RE: Black Pill Dating Theory?
August 22, 2023 at 5:16 am
(This post was last modified: August 22, 2023 at 5:20 am by Belacqua.)
(August 22, 2023 at 4:14 am)FrustratedFool Wrote: @Belacqua
Yes, attractiveness is not 100% down to physical aspects. But I'd argue that a large proportion of it is. Consider how many of the things you listed are connected to physical body/face appearance: it is much easier to look good/stylish if you're tall, slim and pretty than if you're short and fat and ugly. There's a reason why most models and actors are the way they are. Confidence comes from being treated a certain way and from prior success; people bullied or rejected from childhood for being fat or ugly etc are far less likely to have confidence. Even grooming and hygiene can often be tied to mental health, and if someone has body image issues or depression through loneliness and bullying they're far less likely to groom adequately.
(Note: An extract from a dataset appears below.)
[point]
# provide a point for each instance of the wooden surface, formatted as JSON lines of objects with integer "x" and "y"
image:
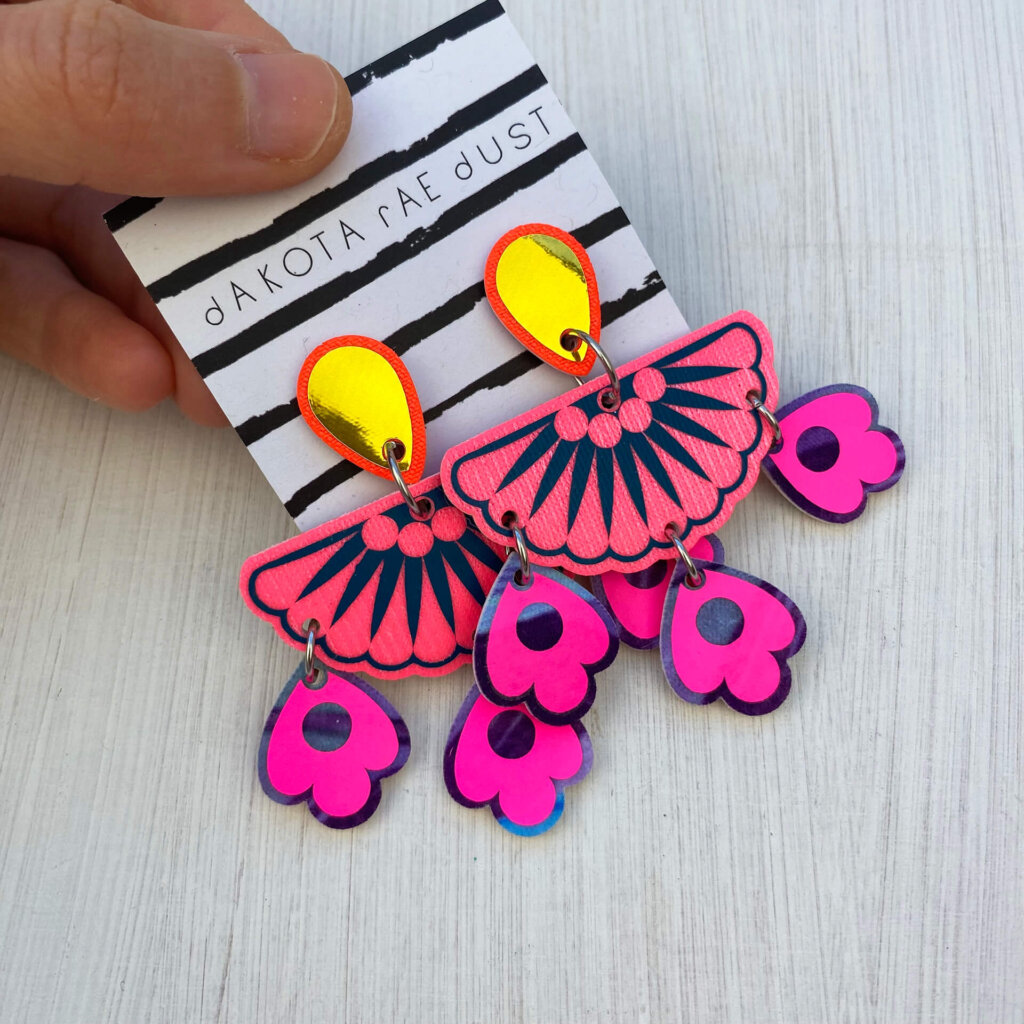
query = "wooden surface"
{"x": 853, "y": 177}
And, on top of all this, there's the halo effect, where positive personality traits are ascribed with bias based upon physicality - height is connected to authority and confidence, like a deep voice; creepiness or evil is connected to facial shape or disability; and so on. Sometimes when people think they're being attracted to someone's confidence they're mistakenly attributing their attraction away from the unconscious bias towards height, health, slimness, facial symmetry and the like.
As for people like Satre who was not exactly a looker to say the least, we are talking about outliers who overcompensated for their looks by being a world class talent and having unapproachable status, as well as likely unearthly charisma. And it was in a previous less image saturated age.
In short, I agree that looks aren't everything. But I do think they are vital in terms of a minimum threshold (no one dates someone they find physically repulsive), and they are far more influential than many suppose. Looks aren't the be all end all, but they are likely the single most determinant factor in someone's dating life, and likely important in life success in general (promotions, friendships, interpersonal judgements, opportunities, etc).
Yes, I'm sure you're right. Raw looks aren't everything, but they go a long way. And it does make sense that unattractiveness can become a vicious circle -- a high school kid who gets teased for his appearance is likely to lose confidence and, in this way, become even less charming.
I suppose that realistically, most guys look about average, and what comes across as ugliness is to some extent something they can work on. Like they can't be Brad Pitt but they can be presentable. The unpleasant-looking kid from high school could probably clean up pretty well if he doesn't give up.
A while back a young man from America came to visit me here in Japan, and it was clear that he was very interested in getting a Japanese girlfriend. He is not bad looking, but every day he wore the unofficial uniform of his college: cargo shorts and a T-shirt. Plus he slouched when he walked. People dress up more in Japan, though, so I did my best to give him a make-over to bring out his best look. But there were issues with his confidence, and he somehow felt that he deserved to dress down, or that it would be dishonest of him to put some thought into his hair style.
I mean, it's shallow to judge by looks, but it makes some sense that a man who can't be bothered to take care of himself, or put in any effort at all, may have other issues that would scare away potential lovers. Even us plain guys can show the world that we haven't given up.
At my first university there was a brilliant grad student who got a lot of attention. She was tall and confident and dressed well back in the days when the rest of us wore mostly jeans and army surplus. In photos it's clear that she has quite a plain-looking face, but she made the impression of a stand-out. (It became a running joke that every famous person who came to campus to speak would make a pass at her.) She ended up marrying one of the richest men in America and currently lives across the street from the Metropolitan Museum, so she can walk to work when she's curating an exhibition. So people think of her as very attractive, but that to me is more about brain-power and aura, rather than raw good looks.
A lot of life is just style. The choices we make about how we present ourselves and how we greet the world do tell people a lot.